Seven Supreme Court Justices ordered an end to this illegal deprivation of representation. Sotomayor and Jackson, of course, dissented.
The Supreme Court restored Representative Laurel Libby's voice in the Maine Statehouse on Tuesday, letting the Republican lawmaker avoid apologizing to a transgender athlete she attacked in a social media post.
Without explanation, the high court granted Libby's emergency appeal in an apparent 7-2 ruling. Justices Sonia Sotomayor and Ketanji Brown Jackson dissented.
Jackson suggested that her colleagues had acted prematurely, intervening in a case without critical and exigent circumstances.
"Denying emergency relief in a case that does not satisfy the usual certiorari factors also avoids creating perverse incentives to seek our intervention prematurely," Jackson, a Joe Biden appointee, wrote in her solo dissent. "Why would any applicant who thinks the lower courts are mistaken wait for those courts' final word on any issue if real-time error correction via our emergency docket is readily available?"
Libby was censured for a Facebook post complaining that the winner of a high school track meet was transgender, unable to participate in debate or vote under a centuries-old rule of the Maine House. The Legislature said she had to apologize to the transgender athlete to regain her privileges.
Libby turned to the courts instead, asking the justices to intervene so her constituents could have their voice heard in the Legislature.
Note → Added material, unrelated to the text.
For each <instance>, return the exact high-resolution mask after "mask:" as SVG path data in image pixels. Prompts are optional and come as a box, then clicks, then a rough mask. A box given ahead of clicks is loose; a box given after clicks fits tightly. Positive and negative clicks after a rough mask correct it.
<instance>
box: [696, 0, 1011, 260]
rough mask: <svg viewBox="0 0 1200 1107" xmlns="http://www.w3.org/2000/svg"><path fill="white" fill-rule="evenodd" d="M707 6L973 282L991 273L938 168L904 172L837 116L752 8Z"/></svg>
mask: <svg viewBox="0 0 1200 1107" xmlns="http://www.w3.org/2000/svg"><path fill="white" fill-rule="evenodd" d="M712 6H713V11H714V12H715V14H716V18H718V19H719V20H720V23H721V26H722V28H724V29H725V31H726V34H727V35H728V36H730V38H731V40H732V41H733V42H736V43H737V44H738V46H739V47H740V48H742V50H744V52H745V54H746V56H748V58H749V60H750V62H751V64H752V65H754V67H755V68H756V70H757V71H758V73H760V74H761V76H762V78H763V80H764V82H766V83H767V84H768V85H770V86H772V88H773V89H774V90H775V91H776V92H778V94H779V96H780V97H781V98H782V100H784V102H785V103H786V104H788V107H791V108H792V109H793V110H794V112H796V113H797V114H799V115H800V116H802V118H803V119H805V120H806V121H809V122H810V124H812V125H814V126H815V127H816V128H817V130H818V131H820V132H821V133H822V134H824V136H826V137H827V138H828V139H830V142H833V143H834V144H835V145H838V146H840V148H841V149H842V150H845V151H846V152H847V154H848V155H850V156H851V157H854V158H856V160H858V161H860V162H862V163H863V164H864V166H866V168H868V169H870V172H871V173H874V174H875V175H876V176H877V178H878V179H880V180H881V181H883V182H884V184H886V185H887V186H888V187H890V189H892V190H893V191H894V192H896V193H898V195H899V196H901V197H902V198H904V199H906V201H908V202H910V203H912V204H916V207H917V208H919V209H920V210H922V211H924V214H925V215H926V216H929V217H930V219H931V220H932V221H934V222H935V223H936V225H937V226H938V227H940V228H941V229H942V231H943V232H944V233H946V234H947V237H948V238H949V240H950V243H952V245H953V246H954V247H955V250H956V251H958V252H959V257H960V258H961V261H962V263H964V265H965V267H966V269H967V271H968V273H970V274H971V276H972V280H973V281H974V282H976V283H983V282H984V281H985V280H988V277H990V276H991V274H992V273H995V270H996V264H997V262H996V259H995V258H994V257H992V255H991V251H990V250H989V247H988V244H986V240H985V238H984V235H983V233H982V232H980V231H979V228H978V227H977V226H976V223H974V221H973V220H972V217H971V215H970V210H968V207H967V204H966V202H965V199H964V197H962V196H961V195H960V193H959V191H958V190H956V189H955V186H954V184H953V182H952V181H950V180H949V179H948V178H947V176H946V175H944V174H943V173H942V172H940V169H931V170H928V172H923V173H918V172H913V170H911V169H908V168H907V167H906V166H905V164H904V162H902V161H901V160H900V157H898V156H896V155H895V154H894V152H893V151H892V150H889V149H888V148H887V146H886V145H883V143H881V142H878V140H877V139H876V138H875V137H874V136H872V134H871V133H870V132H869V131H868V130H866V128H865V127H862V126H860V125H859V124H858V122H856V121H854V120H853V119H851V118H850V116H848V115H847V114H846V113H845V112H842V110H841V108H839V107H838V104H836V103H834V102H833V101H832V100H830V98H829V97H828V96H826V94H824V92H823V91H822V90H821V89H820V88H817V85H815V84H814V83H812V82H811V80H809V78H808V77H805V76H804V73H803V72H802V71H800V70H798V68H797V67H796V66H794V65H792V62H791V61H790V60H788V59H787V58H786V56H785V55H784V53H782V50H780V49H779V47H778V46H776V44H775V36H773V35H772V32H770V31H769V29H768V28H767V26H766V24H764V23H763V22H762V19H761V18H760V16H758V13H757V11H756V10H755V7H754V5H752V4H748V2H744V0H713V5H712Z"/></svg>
"The Constitution does not tolerate respondents' unprecedented punishment for Libby's speech on a debated issue of exceptional importance," Libby wrote.
Maine says Libby agreed to the House rules for how the body would govern. According to the statehouse, any member found to be in breach of its rules may not participate in floor debates or votes until they have remedied their breach.
Libby's colleagues said she must apologize for her conduct.